The Mudcat Café TM
Thread #40634   Message #583429
Posted By: lamarca
31-Oct-01 - 06:03 PM
Thread Name: BS: Let's eat!
Subject: RE: BS: Let's eat!
Ages ago, there used to be a couple books called "The Interstate Gourmet", which listed good, small restaurants off of various interstates in the Northeast and Mid-Atlantic USA. If you were travelling, and wanted to get a good, cheap meal and HATED mickey D's, you could usually trust the books' recommendations. Alas, the author got tired or the publisher reluctant, and they stopped printing updates (necessary as more small family places get driven out of business by Subway, KFC, McD's and other corporate clone food).

We have a few ritual places that we stop at when travelling - not necessarily 5-star Michelin food, but good, home-cooked meals for reasonable prices:

All-American Family Restaurant in Pine Grove, PA (off I-81) - a good truck stop - look for the billboard ad

Blue Colony Diner in Newtown, CT (Exit 10, I-84) - a NOMAD tradition; good diner food and Greek specialties 'cause the owners are Greek - try the "Happy Waitress" sandwich, a grilled cheese with tomato and bacon. Yummy!
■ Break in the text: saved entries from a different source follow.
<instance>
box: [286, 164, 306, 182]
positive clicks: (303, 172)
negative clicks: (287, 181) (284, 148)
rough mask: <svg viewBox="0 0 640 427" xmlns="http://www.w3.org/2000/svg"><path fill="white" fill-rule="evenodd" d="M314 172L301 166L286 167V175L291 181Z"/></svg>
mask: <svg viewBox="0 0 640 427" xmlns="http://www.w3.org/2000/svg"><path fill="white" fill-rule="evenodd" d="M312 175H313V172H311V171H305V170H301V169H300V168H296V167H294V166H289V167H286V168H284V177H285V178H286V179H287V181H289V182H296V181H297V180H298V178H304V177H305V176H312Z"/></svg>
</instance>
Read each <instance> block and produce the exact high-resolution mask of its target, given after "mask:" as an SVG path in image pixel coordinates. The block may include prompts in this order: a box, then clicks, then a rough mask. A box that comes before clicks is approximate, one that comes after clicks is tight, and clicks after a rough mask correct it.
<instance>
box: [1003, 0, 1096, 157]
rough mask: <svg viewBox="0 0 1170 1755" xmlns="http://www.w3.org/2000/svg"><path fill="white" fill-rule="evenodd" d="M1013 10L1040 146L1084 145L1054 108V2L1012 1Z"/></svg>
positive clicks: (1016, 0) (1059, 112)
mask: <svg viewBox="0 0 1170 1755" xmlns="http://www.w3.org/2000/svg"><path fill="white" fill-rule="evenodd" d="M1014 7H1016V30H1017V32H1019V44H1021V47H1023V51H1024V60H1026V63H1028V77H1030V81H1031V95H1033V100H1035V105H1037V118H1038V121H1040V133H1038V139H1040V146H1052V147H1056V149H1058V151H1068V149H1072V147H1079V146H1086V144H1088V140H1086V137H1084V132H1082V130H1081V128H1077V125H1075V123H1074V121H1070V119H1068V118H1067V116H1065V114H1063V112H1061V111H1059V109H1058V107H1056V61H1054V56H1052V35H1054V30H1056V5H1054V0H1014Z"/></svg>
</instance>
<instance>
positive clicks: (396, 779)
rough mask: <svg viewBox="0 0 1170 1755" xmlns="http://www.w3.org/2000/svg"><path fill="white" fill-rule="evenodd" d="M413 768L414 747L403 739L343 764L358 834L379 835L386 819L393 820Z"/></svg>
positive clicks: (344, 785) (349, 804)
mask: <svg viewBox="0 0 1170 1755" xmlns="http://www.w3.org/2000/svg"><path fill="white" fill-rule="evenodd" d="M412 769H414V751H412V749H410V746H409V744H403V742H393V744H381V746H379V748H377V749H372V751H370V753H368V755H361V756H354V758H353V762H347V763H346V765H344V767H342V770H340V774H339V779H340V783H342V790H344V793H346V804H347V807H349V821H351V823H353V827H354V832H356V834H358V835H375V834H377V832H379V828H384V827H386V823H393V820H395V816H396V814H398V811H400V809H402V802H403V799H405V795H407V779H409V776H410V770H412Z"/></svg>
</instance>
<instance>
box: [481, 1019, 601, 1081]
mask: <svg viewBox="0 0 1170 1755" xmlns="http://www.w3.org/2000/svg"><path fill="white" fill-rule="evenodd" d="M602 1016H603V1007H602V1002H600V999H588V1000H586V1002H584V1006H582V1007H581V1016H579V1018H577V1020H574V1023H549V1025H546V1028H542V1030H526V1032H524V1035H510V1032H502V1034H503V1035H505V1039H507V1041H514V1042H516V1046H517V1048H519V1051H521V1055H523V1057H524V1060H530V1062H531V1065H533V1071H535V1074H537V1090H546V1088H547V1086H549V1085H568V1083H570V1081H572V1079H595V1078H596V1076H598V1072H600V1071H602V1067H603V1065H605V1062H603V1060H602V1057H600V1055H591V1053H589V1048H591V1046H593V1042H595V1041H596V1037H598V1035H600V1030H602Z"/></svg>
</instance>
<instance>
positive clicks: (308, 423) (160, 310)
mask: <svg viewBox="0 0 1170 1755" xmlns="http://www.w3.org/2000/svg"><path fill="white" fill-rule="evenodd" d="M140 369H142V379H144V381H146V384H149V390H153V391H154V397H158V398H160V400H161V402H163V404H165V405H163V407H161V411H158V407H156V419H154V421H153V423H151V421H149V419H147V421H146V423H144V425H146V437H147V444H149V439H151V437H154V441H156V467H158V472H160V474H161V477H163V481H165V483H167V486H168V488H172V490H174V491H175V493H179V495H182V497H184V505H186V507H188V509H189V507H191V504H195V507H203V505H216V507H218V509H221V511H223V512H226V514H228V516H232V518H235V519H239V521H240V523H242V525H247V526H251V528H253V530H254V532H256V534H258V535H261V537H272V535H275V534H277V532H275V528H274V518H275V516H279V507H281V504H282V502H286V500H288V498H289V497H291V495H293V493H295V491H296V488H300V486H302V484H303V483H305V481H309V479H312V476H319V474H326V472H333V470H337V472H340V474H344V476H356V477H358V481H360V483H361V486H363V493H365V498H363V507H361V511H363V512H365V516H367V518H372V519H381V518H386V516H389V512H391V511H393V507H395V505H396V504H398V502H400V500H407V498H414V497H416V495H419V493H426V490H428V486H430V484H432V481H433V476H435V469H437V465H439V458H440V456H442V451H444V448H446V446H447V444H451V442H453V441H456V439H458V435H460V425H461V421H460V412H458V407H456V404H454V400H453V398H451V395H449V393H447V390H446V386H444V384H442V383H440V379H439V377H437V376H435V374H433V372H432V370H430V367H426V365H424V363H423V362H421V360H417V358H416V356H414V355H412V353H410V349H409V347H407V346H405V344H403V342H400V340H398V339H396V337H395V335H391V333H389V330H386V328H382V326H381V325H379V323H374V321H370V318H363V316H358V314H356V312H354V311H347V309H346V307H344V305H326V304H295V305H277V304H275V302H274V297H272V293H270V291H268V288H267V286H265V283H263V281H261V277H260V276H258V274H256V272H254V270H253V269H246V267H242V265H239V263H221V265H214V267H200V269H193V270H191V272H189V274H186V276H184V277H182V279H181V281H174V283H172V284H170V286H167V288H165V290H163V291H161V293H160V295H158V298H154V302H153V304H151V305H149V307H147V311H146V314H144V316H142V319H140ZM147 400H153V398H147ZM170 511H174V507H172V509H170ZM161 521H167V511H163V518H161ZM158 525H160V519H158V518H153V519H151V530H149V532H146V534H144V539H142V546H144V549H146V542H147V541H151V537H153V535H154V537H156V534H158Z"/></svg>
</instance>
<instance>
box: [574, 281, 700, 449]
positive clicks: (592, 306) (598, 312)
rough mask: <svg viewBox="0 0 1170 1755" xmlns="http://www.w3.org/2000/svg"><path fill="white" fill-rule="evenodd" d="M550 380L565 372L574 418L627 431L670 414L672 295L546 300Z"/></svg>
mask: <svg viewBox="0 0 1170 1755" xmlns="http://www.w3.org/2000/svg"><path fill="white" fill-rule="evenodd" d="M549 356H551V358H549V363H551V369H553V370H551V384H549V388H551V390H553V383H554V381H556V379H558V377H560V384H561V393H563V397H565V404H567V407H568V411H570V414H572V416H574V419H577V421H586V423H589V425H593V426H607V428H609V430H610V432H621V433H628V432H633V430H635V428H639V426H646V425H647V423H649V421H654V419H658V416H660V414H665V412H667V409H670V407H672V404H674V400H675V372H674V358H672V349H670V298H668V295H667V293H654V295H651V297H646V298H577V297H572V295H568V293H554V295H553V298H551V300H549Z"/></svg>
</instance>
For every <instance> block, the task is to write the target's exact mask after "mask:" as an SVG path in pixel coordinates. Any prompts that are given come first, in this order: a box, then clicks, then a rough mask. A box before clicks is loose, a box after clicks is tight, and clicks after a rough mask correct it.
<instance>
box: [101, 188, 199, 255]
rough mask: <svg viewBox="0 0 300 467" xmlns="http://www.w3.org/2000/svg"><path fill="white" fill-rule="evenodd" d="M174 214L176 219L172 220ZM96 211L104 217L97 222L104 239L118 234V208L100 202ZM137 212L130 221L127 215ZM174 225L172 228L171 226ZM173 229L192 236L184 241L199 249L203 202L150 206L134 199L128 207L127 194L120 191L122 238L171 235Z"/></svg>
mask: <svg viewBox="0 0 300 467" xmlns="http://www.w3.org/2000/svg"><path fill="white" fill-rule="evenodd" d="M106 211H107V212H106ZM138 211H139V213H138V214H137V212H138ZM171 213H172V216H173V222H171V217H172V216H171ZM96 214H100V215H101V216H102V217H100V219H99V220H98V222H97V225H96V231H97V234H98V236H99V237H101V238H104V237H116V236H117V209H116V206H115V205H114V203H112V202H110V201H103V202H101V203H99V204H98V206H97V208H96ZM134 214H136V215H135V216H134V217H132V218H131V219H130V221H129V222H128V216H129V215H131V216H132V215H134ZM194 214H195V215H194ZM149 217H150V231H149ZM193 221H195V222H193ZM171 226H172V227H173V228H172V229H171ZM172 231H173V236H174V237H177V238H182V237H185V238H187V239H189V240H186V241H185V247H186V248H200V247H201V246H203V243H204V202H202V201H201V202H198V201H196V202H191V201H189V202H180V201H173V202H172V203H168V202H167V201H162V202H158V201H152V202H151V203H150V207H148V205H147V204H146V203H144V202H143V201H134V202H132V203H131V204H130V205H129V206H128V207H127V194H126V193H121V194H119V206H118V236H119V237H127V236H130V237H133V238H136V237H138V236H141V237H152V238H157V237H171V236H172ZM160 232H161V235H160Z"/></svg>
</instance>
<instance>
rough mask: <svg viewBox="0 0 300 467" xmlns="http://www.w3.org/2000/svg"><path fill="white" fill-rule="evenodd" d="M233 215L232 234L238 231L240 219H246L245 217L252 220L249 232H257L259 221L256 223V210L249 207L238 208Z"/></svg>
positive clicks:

My Place Family Restaurant in Newtown, CT (Rt. 6 and Queen St.) - another NOMAD tradition is breakfast at My Place (yes, that's the actual name of the restaurant) - friendly staff, especially Louise, the owner, who welcomes us back every year even though we're a huge group of rowdy folkies who take over several tables and change seats. Group favorites seem to be the Daphne special (2 eggs over easy with fried tomatoes, bacon, homefries and toast) and the Eggs Benedict Flourentine (sic), which has poached eggs over spinach on an English muffin with Hollandaise sauce.

Angelo's Orchid Diner in downtown New Bedford - funky old diner with good, greasy linguica (Portuguese hot sausage) and egg breakfasts

Dudley's Diner, Main St., Belfast, Maine - again, a breakfast hangout

As you might gather, I'm partial to diners - the real thing, not those "retro" yuppie re-creations. The more stained linoleum and 50-year old waitresses, the better. Here in the DC area, our favorites are our neighborhood places in Silver Spring - again, not fancy or excellent food, but warm, friendly and reasonable:

Thai Derm - Bonifant St. in Silver Spring; not just the same old Thai menu, but lots of soups; family owned and run

Vicino's Italian Restaurant - Sligo St.- traditional family Italian place, slow service, lots of garlic, budget prices

El Gavilan - Flower Avenue - Takoma Park - one of the many Salvadorean/Mexican restaurants to spring up in the local Latino district; the Mexican standards are filling and good, but try some of the Salvadorean treats like pupusas (stuffed masa pancakes with pork or cheese filling, served with spicy pickled cabbage called curtido) or platanos fritos (fried plantains = starchy bananas, served with beans and sour cream as a starch side dish)

Allan C., dim sum is still served on Sundays at the Good Fortune Restaurant on University Blvd. in Wheaton, around the corner from the old Dynasty. The family that runs it used to run the Tung Bor, which tried to make it in Bethesda, but failed in the intense competition for the great Yuppie Dollar.

As you might guess, eating is one of my favorite activities (as is demonstrated by my svelte figure as seen in BillD's Getaway photos); I don't actually speak any foreign languages except for the names of good peasant foods in Italian, Spanish, Greek, Persian, Thai, Polish, Slovak, etc, etc, etc.